Despite Mobilians’ oft-touted love of all thing Mardi Gras, the house was half-empty. Understandable, considering Greek Fest was going full blazes a few blocks over and besides it was only a Thursday night.
Then come Friday night, high school football was the culprit. On Saturday, college football played that role. On it went through all three weekends. It wasn’t just football either as there were concerts and album premieres and plays all around the bay.
It was a shame as the rousing show – written by a Mobilian, about our area and produced by locals – was the strongest they’ve staged to date. Those absent lost most.
Reasons are self-evident. The summer saps the energy from you.

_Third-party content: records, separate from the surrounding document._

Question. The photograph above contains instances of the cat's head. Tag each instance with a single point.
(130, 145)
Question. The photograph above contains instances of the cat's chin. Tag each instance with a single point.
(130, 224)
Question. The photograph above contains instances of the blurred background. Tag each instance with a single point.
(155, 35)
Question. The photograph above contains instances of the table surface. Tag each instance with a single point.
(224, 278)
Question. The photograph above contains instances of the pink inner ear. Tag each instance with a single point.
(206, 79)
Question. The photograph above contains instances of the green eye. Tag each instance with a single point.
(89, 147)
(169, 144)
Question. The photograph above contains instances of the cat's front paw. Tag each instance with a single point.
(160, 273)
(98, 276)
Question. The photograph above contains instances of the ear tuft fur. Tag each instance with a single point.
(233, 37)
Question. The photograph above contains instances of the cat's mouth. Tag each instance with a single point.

The winter is wildly erratic with cold, then fog, then heat, then rain, then cold, then fog … and that’s just on Christmas Day.
While beautiful weather can be stimulus to get up and get moving, al fresco engagement isn’t a necessity. Yet it’s the social calendar too, that makes cultural engagement tricky.
As soon as Halloween passes, we’re dealing with Thanksgiving gatherings and travel plans, then the Christmas onslaught. After that is Moonpie madness between New Year’s and Mardi Gras. Next thing you know, spring is here again.
October and April have a reputation for motivating climes here so as a result they’ve become the default spots for happenings. They are also vexing months that make you feel as if you’re being pulled in a multitude of directions.
I have to believe that in the last couple of centuries, or at least for the better part of one, we’ve seen what happens if we try to spread the cultural wealth out to other seasons. Or have we?
Would it be possible to move more events and opportunities to somewhere in our six months of summer and see if it can help optimize things? One room in my house gets the best view in the mornings but that doesn’t mean I have to move all the furniture in there.
It’s a great puzzle to have and I wish it were always so but it’s not necessarily best for the long-term success of arts endeavors. We’re guilty of seeing our town through azalea-colored glasses and not realizing just how few slices of the attendance pie exist here. If you frequent cultural events, you’ve become used to the same few hundred faces you see at most of them and you know who will and will not show.
Other events have shuffled. I heard Greek Fest used to be held in an earlier part of the year. Arts Alive was once in the fall and early May, now it’s one event in April. Let’s just try spreading some things around, spice it up.
This isn’t a complaint so much as a question on how to best marshal forces. We always need more – not less – but I would also like to know that attendance was being maximized to give these things a prime chance for survival and to enrich the life experiences of us all.